What drew you to this line of research? 

Avoiding exacerbations and hospitalisations are outcomes that matter the most to people living with COPD. Our research has shown that exercise programs can help people with COPD avoid exacerbations and hospitalisations. My PhD was all about understanding the link between changes in the immune system with exercise and risk of respiratory infection, albeit in a different population (endurance athletes).  Since my PhD I have been motivated to understand why people with COPD are susceptible to respiratory infections that are a major cause of exacerbations. This research allows me to bring these areas together to better understand how exercise delivers outcomes that are of priority to people with COPD.

It’s great you’ve got this grant supporting your research. How did the grant come about and what does it mean for you and your work?

The fellowship from the Lung Foundation is supported by Boehringer Ingelheim. Monash University have matched this funding. I applied in January 2022 and was officially awarded the fellowship at the Lung Foundation Australia’s Hope Research Fund lunch in June 2022. This news left me with two overriding emotions. One of relief as an early-career researcher in a competitive funding environment and one of excitement as I truly believe that the proposed work will lead to important steps in understanding exacerbations of COPD and place exercise treatments where they need be, at the centre of disease management. This funding allows early-career researchers like me to focus time and resources on this project. I cannot proceed with this research without this support, it is essential. As this is my first grant since moving to Australia, it is also an important step towards establishing my own research program here.

You sound so passionate about research and helping people with COPD. What’s your holy grail — the one thing you’d like to achieve in your research career? 

The holy grail for me is to confirm how exercise can prevent respiratory infections or exacerbations of COPD. I’d suggest that prevention of exacerbations is also the holy grail for many researchers in the wider field of respiratory medicine. Personally, I think there are still important strides to be made with the treatments that are already available to us, whether that’s about improving access to them or personalising the way we deliver them.

What is your biggest research hurdle? 

I’m probably not alone here in viewing funding as the biggest research hurdle. You can have the best ideas for research projects but ultimately, they often require resources or staff to support you to deliver them. As someone who is still early in their career this is a big, and will be an ongoing, hurdle.

Last question: What new hobby have you picked up during COVID, what’s the best thing about it and how did it help lift your spirits?
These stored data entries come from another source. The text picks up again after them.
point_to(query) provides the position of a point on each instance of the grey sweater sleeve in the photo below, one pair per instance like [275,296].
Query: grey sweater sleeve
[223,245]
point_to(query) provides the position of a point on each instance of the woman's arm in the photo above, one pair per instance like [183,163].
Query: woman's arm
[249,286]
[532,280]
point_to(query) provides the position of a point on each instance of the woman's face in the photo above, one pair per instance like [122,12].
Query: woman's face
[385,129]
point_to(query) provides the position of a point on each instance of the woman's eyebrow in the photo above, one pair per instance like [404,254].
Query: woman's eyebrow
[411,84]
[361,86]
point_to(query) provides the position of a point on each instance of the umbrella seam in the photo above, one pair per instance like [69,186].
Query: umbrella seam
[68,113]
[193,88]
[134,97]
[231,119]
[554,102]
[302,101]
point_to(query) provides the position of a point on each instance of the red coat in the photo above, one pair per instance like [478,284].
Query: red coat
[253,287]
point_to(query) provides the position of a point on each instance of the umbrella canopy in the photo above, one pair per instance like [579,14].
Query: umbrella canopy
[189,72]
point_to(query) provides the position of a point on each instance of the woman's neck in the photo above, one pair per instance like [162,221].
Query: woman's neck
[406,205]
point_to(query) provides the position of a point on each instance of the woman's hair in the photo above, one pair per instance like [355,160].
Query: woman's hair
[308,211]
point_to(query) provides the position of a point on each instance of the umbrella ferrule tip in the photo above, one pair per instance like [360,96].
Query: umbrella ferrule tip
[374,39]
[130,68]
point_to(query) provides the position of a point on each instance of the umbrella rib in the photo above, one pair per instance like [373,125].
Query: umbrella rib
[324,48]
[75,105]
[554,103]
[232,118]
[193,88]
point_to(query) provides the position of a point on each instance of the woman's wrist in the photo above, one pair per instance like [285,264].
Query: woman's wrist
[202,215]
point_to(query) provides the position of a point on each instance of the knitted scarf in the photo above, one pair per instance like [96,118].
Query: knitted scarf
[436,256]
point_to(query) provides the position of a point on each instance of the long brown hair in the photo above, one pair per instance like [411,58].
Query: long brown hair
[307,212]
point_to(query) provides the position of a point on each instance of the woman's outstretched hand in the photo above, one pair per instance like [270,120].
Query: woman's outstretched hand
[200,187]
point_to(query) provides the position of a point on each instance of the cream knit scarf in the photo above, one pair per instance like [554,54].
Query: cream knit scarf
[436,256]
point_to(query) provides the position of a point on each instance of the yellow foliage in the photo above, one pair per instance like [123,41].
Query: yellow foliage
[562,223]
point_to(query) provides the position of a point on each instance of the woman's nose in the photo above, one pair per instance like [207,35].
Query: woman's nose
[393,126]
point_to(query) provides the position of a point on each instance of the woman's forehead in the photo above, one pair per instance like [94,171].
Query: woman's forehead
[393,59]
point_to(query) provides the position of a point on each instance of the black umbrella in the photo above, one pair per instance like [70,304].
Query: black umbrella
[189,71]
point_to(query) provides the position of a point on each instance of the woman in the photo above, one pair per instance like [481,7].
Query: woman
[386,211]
Hmm, I didn’t start a new hobby but I did establish a routine to help maintain a hobby. Before the pandemic I would attend a local sports centre for my own exercise training. Too often though, I would miss out on sessions because I’d prioritise other things over travelling there. With sports centres closed during the pandemic, we decided to kit-out our garage with strength and conditioning equipment. It meant I could regularly exercise at home during lockdowns and  continue with this routine as work and family-life returned to (almost pre-COVID level) normal. It has provided me with the flexibility to exercise at home at a time that suits me. Of course, my key research interests are in the immunological effects of exercise but I’m very much aware of the more well-known physical and psychological benefits of exercise. These benefits were needed to lift sprits during lockdowns!